Helping patients in hospital to quit smoking

BMJ 2002; 324 doi: http://dx.doi.org/10.1136/bmj.324.7329.64 (Published 12 January 2002) Cite this as: BMJ 2002;324:64

Dedicated counselling services are effective—others are not

  1. Robert West, professor of psychology (r.west{at}sgyhms.ac.uk)
  1. Psychology Department, St George's Hospital Medical School, Cranmer terrace, London SW17 0RE

    Papers p 87

    This issue reports a study that nicely encapsulates the problems facing hospitals who want to encourage and help their patients to stop smoking (p 87).1 The study focuses on inpatients with cardiac disorders who want to stop smoking and examines whether a brief intervention (averaging 34 minutes) delivered on the ward by nurses would help them stop. It finds no effect at six weeks and at follow up after one year. This mirrors results with other patient groups. Most notably two large randomised controlled trials, one in the United Kingdom and one in Denmark, have found that a brief intervention by midwives failed to improve pregnant smokers' chances of stopping. 2 3 All three studies also found that busy staff had considerable difficulty finding time to undertake the counselling. How can one square this with claims that brief advice from healthcare professionals leads patients to stop smoking and that behavioural support increases the chances of success of attempts to quit?4

    Although it seems confusing, in fact there is a pattern. As regards brief advice from healthcare professionals, the key point is that this advice is delivered opportunistically to all smokers, takes just a few minutes and is aimed not at helping smokers to stop but at triggering an attempt to quit.4 What happens in the attempt will then depend on the smokers and the treatment they subsequently get. It is apparent from studies such as that of Hajek et al1 that the treatment package needs to be commensurate with the severity of the dependence it seeks to overcome.
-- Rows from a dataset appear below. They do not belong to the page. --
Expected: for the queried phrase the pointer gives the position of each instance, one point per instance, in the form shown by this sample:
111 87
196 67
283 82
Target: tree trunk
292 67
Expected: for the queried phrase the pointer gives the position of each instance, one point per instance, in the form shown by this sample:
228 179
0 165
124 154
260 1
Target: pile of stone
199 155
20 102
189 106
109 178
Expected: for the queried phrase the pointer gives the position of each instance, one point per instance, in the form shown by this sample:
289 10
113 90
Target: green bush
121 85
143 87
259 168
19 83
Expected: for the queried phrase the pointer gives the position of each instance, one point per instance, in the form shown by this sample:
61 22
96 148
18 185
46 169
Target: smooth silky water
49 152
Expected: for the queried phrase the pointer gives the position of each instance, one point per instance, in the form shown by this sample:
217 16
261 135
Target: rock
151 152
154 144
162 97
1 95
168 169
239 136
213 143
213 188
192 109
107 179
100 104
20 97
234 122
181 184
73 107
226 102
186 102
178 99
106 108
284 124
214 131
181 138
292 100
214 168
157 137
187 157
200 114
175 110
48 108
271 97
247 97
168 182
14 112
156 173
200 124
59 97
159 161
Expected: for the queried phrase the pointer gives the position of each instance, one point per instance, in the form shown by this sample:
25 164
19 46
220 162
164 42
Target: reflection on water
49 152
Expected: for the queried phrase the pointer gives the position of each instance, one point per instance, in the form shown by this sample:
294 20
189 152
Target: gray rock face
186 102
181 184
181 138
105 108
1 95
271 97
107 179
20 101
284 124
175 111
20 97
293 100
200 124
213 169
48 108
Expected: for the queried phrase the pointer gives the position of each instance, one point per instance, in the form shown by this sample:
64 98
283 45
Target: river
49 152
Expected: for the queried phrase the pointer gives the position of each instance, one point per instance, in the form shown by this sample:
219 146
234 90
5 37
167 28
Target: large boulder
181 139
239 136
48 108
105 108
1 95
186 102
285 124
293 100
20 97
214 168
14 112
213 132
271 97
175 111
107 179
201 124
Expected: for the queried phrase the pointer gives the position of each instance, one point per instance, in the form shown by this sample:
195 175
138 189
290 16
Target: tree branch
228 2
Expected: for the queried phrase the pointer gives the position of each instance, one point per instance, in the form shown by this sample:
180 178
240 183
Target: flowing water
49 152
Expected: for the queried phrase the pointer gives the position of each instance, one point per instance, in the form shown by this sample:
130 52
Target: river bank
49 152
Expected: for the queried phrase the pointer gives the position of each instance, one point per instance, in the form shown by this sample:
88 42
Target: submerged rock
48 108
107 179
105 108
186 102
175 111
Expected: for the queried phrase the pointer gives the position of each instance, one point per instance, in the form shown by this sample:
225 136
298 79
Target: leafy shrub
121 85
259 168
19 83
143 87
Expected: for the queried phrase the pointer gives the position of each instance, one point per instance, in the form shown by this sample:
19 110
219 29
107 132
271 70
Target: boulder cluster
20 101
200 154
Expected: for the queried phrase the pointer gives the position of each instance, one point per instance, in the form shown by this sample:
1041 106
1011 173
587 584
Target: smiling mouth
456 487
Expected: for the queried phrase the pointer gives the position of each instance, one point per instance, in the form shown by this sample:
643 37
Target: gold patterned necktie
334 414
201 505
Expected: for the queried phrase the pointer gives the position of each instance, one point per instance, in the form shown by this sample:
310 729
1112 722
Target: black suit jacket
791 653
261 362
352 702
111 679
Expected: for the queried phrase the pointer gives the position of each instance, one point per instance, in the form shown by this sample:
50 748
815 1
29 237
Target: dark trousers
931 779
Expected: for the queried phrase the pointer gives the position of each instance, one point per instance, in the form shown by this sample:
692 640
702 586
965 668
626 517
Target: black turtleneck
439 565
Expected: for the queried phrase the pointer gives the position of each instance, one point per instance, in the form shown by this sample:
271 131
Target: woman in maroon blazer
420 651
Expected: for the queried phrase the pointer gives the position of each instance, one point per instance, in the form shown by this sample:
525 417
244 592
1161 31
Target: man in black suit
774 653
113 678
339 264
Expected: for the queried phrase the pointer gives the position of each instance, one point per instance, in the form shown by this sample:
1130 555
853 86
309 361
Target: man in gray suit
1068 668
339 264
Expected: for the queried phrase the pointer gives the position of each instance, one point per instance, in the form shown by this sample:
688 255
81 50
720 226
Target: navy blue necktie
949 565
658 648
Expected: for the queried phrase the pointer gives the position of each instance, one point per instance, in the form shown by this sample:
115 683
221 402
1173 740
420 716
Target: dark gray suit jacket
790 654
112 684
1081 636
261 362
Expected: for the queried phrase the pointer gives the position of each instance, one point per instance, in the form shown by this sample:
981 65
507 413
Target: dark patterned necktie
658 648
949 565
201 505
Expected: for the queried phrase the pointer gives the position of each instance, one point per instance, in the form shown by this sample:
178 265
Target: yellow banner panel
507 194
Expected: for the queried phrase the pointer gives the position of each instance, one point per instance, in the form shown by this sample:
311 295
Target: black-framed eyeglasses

    As regards that treatment package, a Cochrane review clearly shows that behavioural support and counselling increases a smoker's chances of achieving lasting abstinence.5 However, close analysis of the evidence indicates that the behavioural support must be reasonably extensive and delivered by someone employed and trained for the task rather than someone trying to fit it into other duties. For example, there are four trials in the Cochrane review involving hospital patients receiving counselling totalling 60 minutes or more with follow up for at least six months and biochemical confirmation of abstinence. These studies yield an odds ratio of 1.97 (95% confidence interval 1.33 to 2.90, n=944) in favour of the intervention. There are two studies in this population with similarly rigorous methods involving counselling of around 30 minutes or less. For these the intervention was not effective (odds ratio 1.23, 0.76 to 2.13, n=931). Analysis of studies contained in two more recent reviews yield similar conclusions. 6 7

    Similarly, a close inspection of the Cochrane systematic review of controlled trials on counselling pregnant smokers shows that where counselling was delivered by staff employed for the purpose, preterm abstinence rates were considerably higher in the intervention groups (odds ratio 2.04, 1.69 to 2.47, n=3775).8 In contrast, studies in the Cochrane review plus the two more recent randomised trials show no effect of counselling delivered by midwives fitting it into their other duties (odds ratio 1.22, 0.89 to 1.66, n=2118).

    Hajek et al's treatment package did not incorporate any pharmacotherapy (nicotine replacement or bupropion), presumably because of concerns over safety in this group.1 However, McRobbie and others have recently reported the results of a randomised trial which finds that bupropion improved abstinence rates over six months in people with cardiovascular disease (H McRobbie et al, 3rd European society for research in nicotine and tobacco conference, Paris, 2001). Nicotine replacement has been evaluated in such patients as well and appears to be well tolerated, although efficacy has not yet been clearly established.9

    Optimal treatment for the life threatening disorder known as tobacco dependence is now accepted to consist of structured behavioural support involving multiple sessions combined with nicotine replacement or bupropion.4 Therefore it would no longer seem acceptable for hospitals to attempt to meet the smokers' needs with brief interventions undertaken by staff who have only scant training and expertise and many other calls on their time.

    Fortunately, at present the NHS has a specialist smoking service organised at the health authority level, and in theory all that hospital staff need do is to refer their patients to that service. In practice, hospitals will need to work closely with the established smoking cessation services in their locality to set up comprehensive referral systems. Unfortunately, the future of this fledgling service is uncertain because the UK government has so far failed to make a decision on funding the service for the forthcoming year. 10 11


    • Robert West has received travel funds from and undertaken research and consultancy for manufacturers of nicotine replacement products and bupropion.